Era casi el mediodía, cuando las tinieblas invadieron toda la región y se oscureció el sol hasta las tres de la tarde. El velo del templo se rasgó a la mitad. Jesús, clamando con voz potente, dijo: "¡Padre, en tus manos encomiendo mi espíritu!". Y dicho esto, expiró.

Un hombre llamado José, consejero del sanedrín, hombre bueno y justo, se presentó ante Pilato para pedirle el cuerpo de Jesús.
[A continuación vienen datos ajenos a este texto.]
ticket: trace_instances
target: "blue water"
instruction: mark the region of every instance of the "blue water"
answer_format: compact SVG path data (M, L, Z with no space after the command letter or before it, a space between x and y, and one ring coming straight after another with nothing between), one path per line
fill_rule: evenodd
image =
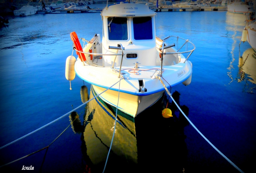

Lo bajó de la cruz, lo envolvió en una sábana y lo colocó en un sepulcro excavado en la roca, donde no habían puesto a nadie todavía.

El primer día después del sábado, muy de mañana, llegaron las mujeres al sepulcro, llevando los perfumes que habían preparado. Encontraron que la piedra ya había sido retirada del sepulcro y entraron, pero no hallaron el cuerpo del Señor Jesús.

Estando ellas todas desconcertadas por esto, se les presentaron dos varones con vestidos resplandecientes. Como ellas se llenaron de miedo e inclinaron el rostro a tierra, los varones les dijeron: "¿Por qué buscan entre los muertos al que está vivo? No está aquí; ha resucitado". 

Palabra del Señor. 

Gloria a ti, Señor Jesús.

ORACIÓN SOBRE LAS OFRENDAS

Recibe, Señor, con bondad la ofrenda que te presentamos por todos tus siervos que descansan en Cristo, para que, por este admirable sacrificio, libres de los lazos de la muerte, alcancen la vida eterna. Por Jesucristo, nuestro Señor.

Prefacio I-V de difuntos.

ANTÍFONA DE LA COMUNIÓN Cfr. Flp 3, 20-21

Esperamos como Salvador a nuestro Señor Jesucristo, el cual transformará nuestro cuerpo frágil en cuerpo glorioso como el suyo.

ORACIÓN DESPUÉS DE LA COMUNIÓN

Habiendo recibido este santo sacrificio, te pedimos, Señor, que derrames con abundancia tu misericordia sobre tus siervos difuntos, y a quienes diste la gracia del bautismo, concédeles la plenitud de los gozos eternos. Por Jesucristo, nuestro Señor.


Puede utilizarse la fórmula de bendición solemne.